CHAPTER III
THE ISTHMUS OF PANAMA
Canal Entrance—Colon in Architectural Transformation—Unchanging Climate—Historic Waterway Routes—Columbus and the Early Explorers—Darien and San Blas—East and West Directions—Life along the Railway—Chagres River and Culebra Cut—Three Panamas—Pacific Mouth of the Canal—Functions of the Republic—Natural Resources—Agriculture and Timber—Road-building—United States Authority on the Zone—Labor and Laborers—Misleading Comparisons with Cuba—The First Year’s Experience.
WHEN the Caribbean is restive, restless is the voyager. After tossing in misery one April night I peered through the port-hole of the steamer’s cabin at what seemed a cluster of swinging lanterns dipping into the sea. They were the lights of Colon. The vessel was riding at anchor to await the morning hour when the approach to the quays could be made.
Daybreak unfolded through the mist, disclosing green foliage ridges and broken forest-clad hills sloping to a shallow bowl. This circular basin is the island of Manzanillo. The town lies as in the bottom of a saucer. Colon is not a harbor in the usual sense, for the curving Bay of Limon which it fringes is an open roadstead. The improvements by the United States will make it a commercial haven.
For all the years to come the blue horizon will be swept by the eager eye of the traveller for the Canal entrance. Seen from the ship’s deck, it is like the smooth surface of a sluggish river, broad and open. The artistic instinct of the French engineers found expression even in the prosaic work of earth excavation. They planted a village in the midst of cocoanut groves, and the palm-thatched cottages charm the eye. The bronze group of Columbus and the Indian, Empress Eugenie’s gift, allegorical of the enlightenment of the New World, may be seen through glasses, while the showy residence built for De Lesseps is discerned.
The De Lesseps House, Colon
Little is noted of the town till the wharves are approached. There is a group of warehouses, a glimpse of railroad yards, a conglomeration of frame houses with peaked roofs and outside balconies and stairways, and then swamps, marshes, and hills beyond. The great transatlantic liners stretched along the docks are far more imposing than the port town itself.

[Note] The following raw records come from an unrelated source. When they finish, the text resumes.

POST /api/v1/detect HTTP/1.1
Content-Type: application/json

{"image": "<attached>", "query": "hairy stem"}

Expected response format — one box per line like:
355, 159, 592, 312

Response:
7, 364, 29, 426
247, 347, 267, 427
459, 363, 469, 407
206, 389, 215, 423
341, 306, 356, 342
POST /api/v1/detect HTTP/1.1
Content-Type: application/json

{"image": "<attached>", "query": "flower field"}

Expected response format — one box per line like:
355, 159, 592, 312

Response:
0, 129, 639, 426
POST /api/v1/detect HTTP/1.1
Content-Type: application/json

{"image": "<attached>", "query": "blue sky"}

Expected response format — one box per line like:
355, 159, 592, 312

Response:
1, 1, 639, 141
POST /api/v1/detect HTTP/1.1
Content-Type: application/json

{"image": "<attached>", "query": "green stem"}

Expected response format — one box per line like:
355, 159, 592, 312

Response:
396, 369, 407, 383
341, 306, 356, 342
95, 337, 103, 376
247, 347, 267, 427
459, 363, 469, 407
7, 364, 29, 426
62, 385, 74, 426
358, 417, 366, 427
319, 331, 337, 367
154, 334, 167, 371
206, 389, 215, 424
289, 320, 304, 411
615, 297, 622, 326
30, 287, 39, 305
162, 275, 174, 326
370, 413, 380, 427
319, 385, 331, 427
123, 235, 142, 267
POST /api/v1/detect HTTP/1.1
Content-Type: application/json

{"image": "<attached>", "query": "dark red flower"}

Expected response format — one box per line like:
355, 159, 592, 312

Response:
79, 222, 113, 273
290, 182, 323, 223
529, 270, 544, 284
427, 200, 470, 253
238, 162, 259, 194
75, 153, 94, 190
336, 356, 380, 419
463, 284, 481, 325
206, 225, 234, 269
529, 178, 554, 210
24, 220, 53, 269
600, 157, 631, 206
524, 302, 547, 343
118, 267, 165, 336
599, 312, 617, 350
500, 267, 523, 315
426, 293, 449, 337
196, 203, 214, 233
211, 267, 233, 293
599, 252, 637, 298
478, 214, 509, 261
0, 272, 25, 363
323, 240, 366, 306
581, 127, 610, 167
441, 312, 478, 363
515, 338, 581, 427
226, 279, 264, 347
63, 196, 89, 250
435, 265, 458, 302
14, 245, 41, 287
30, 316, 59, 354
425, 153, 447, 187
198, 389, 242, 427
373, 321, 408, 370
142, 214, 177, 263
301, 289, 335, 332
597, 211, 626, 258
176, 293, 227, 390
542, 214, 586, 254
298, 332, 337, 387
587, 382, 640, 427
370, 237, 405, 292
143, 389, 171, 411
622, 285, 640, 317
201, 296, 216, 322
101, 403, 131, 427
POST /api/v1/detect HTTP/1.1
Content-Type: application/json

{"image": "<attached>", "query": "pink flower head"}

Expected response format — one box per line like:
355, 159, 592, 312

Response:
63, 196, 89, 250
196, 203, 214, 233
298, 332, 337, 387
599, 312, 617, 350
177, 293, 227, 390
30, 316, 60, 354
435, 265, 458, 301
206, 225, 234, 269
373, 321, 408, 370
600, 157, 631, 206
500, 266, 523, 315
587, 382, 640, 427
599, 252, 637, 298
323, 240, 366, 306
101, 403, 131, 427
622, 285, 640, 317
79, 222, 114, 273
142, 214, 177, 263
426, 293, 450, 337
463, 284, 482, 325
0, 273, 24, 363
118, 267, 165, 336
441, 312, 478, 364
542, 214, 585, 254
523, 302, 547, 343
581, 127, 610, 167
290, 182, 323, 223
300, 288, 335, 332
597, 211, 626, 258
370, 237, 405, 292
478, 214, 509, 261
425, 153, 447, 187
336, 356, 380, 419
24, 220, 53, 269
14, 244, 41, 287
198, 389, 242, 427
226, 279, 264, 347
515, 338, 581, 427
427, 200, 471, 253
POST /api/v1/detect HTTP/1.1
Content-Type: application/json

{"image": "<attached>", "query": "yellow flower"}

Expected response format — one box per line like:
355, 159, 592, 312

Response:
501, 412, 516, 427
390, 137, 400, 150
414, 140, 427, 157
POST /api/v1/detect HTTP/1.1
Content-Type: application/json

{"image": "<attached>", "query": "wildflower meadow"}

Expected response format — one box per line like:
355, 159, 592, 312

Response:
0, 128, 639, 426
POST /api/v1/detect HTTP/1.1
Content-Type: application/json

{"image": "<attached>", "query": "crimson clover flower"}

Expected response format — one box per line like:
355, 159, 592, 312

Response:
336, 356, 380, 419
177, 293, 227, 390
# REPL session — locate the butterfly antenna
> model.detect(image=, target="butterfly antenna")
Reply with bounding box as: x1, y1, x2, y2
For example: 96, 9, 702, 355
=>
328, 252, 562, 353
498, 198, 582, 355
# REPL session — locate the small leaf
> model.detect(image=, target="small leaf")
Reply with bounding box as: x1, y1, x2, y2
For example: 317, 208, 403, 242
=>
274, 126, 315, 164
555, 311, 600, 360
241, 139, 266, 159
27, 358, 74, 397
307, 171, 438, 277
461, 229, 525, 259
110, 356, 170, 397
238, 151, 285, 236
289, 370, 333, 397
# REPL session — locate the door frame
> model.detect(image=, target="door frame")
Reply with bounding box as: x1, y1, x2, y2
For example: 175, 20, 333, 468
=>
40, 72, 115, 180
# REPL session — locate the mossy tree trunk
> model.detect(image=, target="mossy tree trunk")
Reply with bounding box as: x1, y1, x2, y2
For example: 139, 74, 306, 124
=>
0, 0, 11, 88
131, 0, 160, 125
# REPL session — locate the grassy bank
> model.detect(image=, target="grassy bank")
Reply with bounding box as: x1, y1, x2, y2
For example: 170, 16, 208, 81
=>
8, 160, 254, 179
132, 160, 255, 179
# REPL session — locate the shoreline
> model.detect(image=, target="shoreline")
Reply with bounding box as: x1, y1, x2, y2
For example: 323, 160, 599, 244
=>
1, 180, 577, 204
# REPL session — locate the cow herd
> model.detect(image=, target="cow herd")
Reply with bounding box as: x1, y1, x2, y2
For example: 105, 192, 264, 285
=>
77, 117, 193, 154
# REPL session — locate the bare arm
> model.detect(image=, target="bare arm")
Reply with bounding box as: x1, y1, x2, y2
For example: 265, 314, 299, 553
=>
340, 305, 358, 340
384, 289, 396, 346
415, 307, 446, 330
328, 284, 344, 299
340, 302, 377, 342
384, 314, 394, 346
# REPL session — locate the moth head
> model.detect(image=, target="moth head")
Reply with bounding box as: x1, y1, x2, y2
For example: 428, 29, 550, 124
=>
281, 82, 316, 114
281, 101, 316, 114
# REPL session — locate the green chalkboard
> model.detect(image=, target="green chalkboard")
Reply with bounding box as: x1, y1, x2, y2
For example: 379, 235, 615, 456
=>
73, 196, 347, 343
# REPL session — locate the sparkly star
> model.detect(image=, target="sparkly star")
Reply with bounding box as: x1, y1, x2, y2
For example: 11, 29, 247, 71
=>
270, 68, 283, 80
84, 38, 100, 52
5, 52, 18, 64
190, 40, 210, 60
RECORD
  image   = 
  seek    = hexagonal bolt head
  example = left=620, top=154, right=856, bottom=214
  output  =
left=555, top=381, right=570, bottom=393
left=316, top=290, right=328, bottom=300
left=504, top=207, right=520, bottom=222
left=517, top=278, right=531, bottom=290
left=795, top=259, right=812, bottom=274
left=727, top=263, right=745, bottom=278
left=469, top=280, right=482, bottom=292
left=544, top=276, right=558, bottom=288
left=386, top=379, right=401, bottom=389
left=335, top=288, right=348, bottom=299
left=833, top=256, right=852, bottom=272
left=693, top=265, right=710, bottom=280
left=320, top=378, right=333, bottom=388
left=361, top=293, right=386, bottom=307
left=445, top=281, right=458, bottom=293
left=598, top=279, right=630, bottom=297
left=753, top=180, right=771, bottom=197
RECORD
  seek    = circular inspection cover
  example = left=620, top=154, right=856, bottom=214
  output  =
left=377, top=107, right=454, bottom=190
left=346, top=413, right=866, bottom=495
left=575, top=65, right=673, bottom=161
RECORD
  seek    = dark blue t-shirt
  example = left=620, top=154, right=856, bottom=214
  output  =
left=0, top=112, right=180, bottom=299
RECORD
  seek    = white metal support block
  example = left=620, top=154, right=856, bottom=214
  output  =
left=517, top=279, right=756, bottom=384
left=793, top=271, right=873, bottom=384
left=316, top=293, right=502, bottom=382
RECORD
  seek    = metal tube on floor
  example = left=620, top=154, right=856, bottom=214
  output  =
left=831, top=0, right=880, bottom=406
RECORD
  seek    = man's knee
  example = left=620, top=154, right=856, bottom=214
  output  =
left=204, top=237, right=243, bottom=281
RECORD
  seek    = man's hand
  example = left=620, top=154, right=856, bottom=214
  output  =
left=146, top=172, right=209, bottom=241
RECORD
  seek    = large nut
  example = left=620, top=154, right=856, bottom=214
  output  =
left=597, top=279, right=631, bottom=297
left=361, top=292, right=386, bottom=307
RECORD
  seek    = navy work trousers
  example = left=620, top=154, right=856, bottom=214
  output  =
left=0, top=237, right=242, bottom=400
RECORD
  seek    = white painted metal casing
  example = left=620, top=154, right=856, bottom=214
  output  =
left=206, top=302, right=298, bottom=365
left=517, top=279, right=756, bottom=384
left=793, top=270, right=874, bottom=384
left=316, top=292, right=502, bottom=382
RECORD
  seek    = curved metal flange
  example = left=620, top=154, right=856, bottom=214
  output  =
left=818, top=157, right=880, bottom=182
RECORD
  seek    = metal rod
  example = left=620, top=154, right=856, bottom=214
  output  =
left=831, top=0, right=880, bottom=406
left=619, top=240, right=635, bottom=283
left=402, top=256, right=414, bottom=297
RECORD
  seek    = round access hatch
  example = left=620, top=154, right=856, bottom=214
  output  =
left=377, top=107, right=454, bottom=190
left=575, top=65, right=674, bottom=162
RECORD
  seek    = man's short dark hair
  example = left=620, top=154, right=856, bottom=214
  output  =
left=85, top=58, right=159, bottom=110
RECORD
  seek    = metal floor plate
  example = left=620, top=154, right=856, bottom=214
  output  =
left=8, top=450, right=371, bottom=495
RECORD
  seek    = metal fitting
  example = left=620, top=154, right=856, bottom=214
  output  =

Ashore, the frame structures give an impression of all that is temporary and unsubstantial. Some have been streaked with deep indigo blue, but the sun and the salt air have worn the pigment to a faded azure. Colon has little that is typically and traditionally Spanish, because when the insurgents burned it in 1885 they left only a few brick and mortar buildings. The town which then sprang up was built with economy in view, though pine lumber was not very cheap. The newer city which gradually will replace the aggregation of shanties will be more substantial and more like a permanent seaport. The Gothic brownstone church in which the Jamaica negroes and the whites who profess the Anglican form of faith worship, is the one edifice in Colon that in the transformation should be allowed to remain.